Conseil Économique et Social : Session Budgétaire sous le signe du patrimoine
Sous les auspices de la tradition, le Conseil Économique et Social (CES) a entamé, lundi 15 septembre 2025, le ballet de sa deuxième session ordinaire. En un saisissant hommage à l’âme béninoise, l’institution a troqué le costume-cravate pour le pagne et le boubou, se parant des couleurs et des symboles du terroir. Cette élégante métamorphose, menée par le président Conrad Gbaguidi lui-même, n’était point anodine : elle signait la volonté de l’assemblée de s’enraciner dans l’identité culturelle et de dialoguer avec le citoyen dans une langue plus universelle, celle de l’appartenance.

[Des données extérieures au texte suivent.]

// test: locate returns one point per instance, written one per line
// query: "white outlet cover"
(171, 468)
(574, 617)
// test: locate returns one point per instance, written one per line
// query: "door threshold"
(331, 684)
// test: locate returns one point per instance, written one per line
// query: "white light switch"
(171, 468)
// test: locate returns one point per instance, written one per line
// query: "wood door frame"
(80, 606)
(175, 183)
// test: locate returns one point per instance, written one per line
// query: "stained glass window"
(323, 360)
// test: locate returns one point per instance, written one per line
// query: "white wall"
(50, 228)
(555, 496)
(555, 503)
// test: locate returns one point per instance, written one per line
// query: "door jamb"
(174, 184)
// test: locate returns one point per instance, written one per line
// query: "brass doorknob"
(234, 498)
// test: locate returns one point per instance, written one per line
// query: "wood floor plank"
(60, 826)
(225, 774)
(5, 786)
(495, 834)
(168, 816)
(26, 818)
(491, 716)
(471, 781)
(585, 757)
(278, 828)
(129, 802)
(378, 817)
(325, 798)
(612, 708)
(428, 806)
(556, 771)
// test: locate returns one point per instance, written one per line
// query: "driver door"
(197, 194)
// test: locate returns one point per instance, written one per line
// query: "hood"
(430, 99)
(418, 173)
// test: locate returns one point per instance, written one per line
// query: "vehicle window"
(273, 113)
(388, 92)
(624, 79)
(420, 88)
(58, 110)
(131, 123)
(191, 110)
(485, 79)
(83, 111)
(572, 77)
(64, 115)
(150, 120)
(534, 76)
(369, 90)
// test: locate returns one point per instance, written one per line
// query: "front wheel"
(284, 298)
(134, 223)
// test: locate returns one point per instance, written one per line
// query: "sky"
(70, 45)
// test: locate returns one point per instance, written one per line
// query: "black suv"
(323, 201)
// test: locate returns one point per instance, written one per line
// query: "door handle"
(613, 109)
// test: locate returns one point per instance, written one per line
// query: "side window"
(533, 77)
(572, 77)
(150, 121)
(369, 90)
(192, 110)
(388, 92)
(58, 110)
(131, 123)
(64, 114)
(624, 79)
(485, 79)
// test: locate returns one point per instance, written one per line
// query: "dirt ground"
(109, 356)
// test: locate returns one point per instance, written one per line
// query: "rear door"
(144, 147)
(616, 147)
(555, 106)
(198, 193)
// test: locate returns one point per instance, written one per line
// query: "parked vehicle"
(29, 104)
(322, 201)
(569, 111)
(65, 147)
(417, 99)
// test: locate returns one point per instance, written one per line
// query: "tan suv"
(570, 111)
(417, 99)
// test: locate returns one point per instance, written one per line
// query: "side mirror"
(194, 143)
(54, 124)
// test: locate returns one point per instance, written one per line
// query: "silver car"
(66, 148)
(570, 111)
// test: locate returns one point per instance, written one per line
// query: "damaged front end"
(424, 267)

La solennité de l’instant fut toutefois teintée d’une douce mélancolie. D’entrée de jeu, la parole de Conrad Gbaguidi, vibrante d’une émotion contenue, s’est élevée pour saluer la mémoire disparue d’Emmanuel Golou, le deuxième vice-président. « Un siège est vacant parmi nous, un immense vide impossible à combler », a-t-il soufflé, avant que l’assemblée ne s’abîme dans un silence lourd de respect, où résonnaient encore « sa voix, ses convictions et son engagement pour la patrie ».

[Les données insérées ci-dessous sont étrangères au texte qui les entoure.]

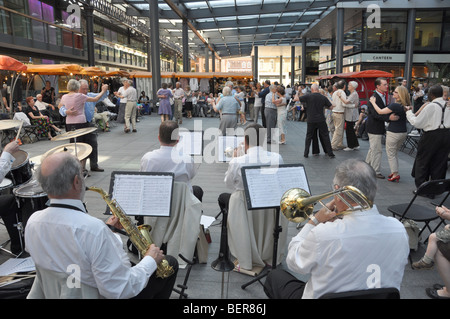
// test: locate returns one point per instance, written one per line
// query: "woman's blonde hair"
(403, 95)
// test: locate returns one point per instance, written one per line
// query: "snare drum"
(21, 168)
(30, 198)
(6, 187)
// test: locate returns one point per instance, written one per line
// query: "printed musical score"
(266, 185)
(143, 195)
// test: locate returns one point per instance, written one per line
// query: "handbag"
(412, 229)
(16, 289)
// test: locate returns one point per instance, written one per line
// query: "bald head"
(60, 176)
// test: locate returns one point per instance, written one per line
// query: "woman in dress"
(188, 101)
(396, 131)
(43, 122)
(164, 95)
(279, 100)
(230, 107)
(48, 93)
(258, 103)
(74, 104)
(351, 115)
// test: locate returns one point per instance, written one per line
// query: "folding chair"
(444, 202)
(420, 213)
(411, 141)
(375, 293)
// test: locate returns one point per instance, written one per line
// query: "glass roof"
(237, 25)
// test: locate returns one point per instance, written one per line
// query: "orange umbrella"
(11, 64)
(144, 74)
(93, 71)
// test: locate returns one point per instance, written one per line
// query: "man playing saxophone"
(360, 251)
(77, 255)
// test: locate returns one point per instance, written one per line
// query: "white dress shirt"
(61, 240)
(168, 159)
(256, 155)
(429, 119)
(6, 160)
(361, 251)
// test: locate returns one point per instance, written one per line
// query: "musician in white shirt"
(434, 145)
(168, 158)
(65, 242)
(8, 206)
(363, 250)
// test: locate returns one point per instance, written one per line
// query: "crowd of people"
(329, 113)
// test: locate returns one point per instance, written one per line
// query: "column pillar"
(292, 66)
(185, 40)
(255, 64)
(89, 13)
(410, 46)
(303, 60)
(340, 40)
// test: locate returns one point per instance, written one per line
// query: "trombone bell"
(297, 205)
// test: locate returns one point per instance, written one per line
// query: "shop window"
(392, 34)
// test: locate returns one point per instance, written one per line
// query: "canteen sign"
(73, 21)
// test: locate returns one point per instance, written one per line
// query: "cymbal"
(9, 124)
(73, 134)
(83, 150)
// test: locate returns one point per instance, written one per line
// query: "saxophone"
(139, 235)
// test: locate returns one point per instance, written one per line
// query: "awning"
(359, 75)
(144, 74)
(118, 73)
(54, 69)
(11, 64)
(93, 71)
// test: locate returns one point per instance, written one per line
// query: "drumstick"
(20, 128)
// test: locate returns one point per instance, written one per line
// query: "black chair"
(375, 293)
(420, 213)
(444, 202)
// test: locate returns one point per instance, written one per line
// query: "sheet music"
(143, 195)
(190, 143)
(266, 185)
(225, 145)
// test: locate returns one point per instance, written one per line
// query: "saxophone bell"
(139, 236)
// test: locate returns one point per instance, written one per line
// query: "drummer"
(8, 205)
(77, 119)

Puis, le temps de la réflexion et de l’œuvre collective s’ouvrit. Le menu de cette session, qui s’étirera jusqu’aux franges d’octobre, est des plus substantiels. Son plat de résistance sera l’examen minutieux du projet de budget de l’État pour 2026, cette feuille de route financière qui dessinera les contours du Bénin de demain. M. Gbaguidi s’est félicité de la place accordée au CES dans ce débat d’orientation, une implication cruciale qui « permet de mieux jouer notre rôle consultatif dans l’élaboration et la mise en œuvre des politiques publiques ».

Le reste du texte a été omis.